Carmen Huffman, associate professor of chemistry at Western Carolina University, was named one of the premiere teachers in the University of North Carolina system in recognition of her superior ability to teach some of the more difficult chemistry courses on campus while also challenging her students to have the courage to seek answers for themselves.
She was among 17 recipients of the 2016 UNC Board of Governors Awards for Excellence in Teaching. Established by the Board of Governors in April 1994 to underscore the importance of teaching and to reward good teaching across the university system, the awards are given annually to a tenured faculty member from each UNC campus.

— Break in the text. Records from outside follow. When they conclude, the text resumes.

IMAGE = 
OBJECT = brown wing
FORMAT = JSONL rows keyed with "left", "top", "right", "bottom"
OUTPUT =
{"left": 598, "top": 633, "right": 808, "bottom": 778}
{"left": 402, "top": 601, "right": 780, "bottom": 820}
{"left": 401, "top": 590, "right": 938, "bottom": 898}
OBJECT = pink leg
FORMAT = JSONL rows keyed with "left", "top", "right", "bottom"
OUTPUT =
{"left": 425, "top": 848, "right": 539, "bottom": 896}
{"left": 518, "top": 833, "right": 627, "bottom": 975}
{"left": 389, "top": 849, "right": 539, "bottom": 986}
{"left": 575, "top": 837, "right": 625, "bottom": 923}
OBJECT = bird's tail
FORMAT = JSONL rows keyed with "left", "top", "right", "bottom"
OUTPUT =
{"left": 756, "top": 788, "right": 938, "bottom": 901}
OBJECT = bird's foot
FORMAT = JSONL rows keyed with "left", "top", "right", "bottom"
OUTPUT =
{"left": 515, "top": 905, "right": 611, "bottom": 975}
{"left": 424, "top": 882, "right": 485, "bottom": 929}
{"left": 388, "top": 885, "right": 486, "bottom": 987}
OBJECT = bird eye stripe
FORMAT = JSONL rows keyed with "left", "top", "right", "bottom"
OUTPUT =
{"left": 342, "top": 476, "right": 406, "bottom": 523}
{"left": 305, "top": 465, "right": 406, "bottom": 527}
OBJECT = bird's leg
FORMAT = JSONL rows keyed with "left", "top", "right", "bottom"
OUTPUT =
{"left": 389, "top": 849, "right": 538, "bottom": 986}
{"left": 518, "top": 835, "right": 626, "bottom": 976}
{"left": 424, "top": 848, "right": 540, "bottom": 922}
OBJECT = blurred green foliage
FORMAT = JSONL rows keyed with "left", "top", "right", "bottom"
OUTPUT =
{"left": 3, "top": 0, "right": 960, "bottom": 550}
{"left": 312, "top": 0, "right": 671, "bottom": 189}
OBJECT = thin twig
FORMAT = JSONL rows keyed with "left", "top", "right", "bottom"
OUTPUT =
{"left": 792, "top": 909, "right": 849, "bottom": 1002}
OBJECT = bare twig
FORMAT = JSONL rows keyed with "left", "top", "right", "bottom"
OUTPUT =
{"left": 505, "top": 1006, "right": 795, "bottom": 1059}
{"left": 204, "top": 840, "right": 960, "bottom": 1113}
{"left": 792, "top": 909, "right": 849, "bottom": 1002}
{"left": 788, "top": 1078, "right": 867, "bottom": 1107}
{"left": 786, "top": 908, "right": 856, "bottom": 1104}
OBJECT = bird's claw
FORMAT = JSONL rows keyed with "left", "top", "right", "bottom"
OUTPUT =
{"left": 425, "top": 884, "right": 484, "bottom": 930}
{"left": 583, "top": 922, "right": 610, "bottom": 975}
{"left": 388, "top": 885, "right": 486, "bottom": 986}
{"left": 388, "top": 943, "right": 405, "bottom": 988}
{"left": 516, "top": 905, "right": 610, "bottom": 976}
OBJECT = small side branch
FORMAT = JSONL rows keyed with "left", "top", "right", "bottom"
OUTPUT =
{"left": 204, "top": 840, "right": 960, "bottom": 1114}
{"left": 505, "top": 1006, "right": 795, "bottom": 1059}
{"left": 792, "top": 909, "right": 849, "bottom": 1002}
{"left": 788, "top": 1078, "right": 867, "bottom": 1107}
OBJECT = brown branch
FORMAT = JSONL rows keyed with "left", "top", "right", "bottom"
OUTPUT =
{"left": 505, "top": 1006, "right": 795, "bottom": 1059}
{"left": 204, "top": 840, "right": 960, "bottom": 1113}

Huffman says part of what keeps her motivated as a teacher is that her work is ever-changing, always with something new to try to help her students learn. But an even greater motivation for her are the interactions she has with them. “Each student has unique strengths and weaknesses, and I love working with them on their own personal journeys of learning chemistry and developing as a lifelong learner,” she said. “Each day, I learn more chemistry, I learn more about education, and I learn more about the human spirit. What more could I ask for?”
Huffman began teaching at WCU in August 2005, shortly after receiving her doctorate in chemistry at the University of Maryland. “Like many professors, the inspiration for my career stems from interactions with good teachers,” she said. “In high school, I had two spectacular chemistry teachers who made me absolutely eager to learn more. So, in college, I studied chemistry and continued to be inspired by teachers who showed me I was just starting to scratch the surface of understanding what chemistry is all about. I was left wanting to know more.”
In her classroom, Huffman seeks to prepare students for their careers by emphasizing “transferable skills” that cross disciplinary boundaries, such as good communications skills and the ability to work with groups of people. Her physical chemistry lab is a writing-intensive course in which students write a proposal, carry out an experiment, prepare a report, and present their findings to the class orally.